The hearing will be held at the open prison where Razzell is now serving his sentence, with a live stream to a public gallery in London.
“You won’t get very far with a parole panel simply by denying it ever happened,” said Martin Jones, chief executive of the Parole Board.
“We have to assume that the trial process and the conviction process is right.
“It’s very difficult indeed for a person who’s not going to be really open and honest with a parole panel to persuade them that they’re safe to be released.”
What happens at a parole hearing
Up to three members of a panel will decide whether to release a prisoner based on a file of documents the prison puts together, including:
- behaviour in prison
- what a prisoner plans to do once released
- whether they are likely to commit more crime or are a danger to the public
- why they are in prison
- previous offences
- what the judge said when they were sentenced
- the victim statement – this may be read at the hearing
- medical, psychiatric and psychological evidence
Razzell, 63, from Somerset, was refused release from prison at a private hearing in October last year under Helen’s Law.
The Prisoners (Disclosure of Information About Victims) Act 2020 was named after insurance clerk Helen McCourt, who vanished on her way home from work in Billinge, Merseyside, in 1988.
Ian Simms, who died recently, was jailed in 1989 for her murder, but never revealed where her body was and was released in 2020.
Her mother, Marie McCourt, spent five years calling for the legislation before it finally gained Royal Assent.
“I can’t say I’m proud of Helen’s law. I’m proud of Helen’s law because of Helen and how many people know about her.” said Marie McCourt.
The law will also apply to paedophiles who refuse to identify those they abused.
‘Linda’s loyalty abused’
Razzell will face a two-day parole hearing, beginning on 24 August.

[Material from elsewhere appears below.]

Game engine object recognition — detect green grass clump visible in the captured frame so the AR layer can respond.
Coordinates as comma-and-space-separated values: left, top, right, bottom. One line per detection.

He is set to join wife-killer Russell Causley and notorious prisoner Charles Bronson as one of the first inmates in UK legal history to have their case heard in public after rules were changed last year in a bid to remove the secrecy around the process.
“She [Linda] was very funny, very so intelligent. Loyal to her children and I think that loyalty was abused by her, I’d like to say ex-husband, because the divorce had virtually gone through,” Mr Worrall explained.
“I think if there was any justice, she could actually be awarded a posthumous divorce.”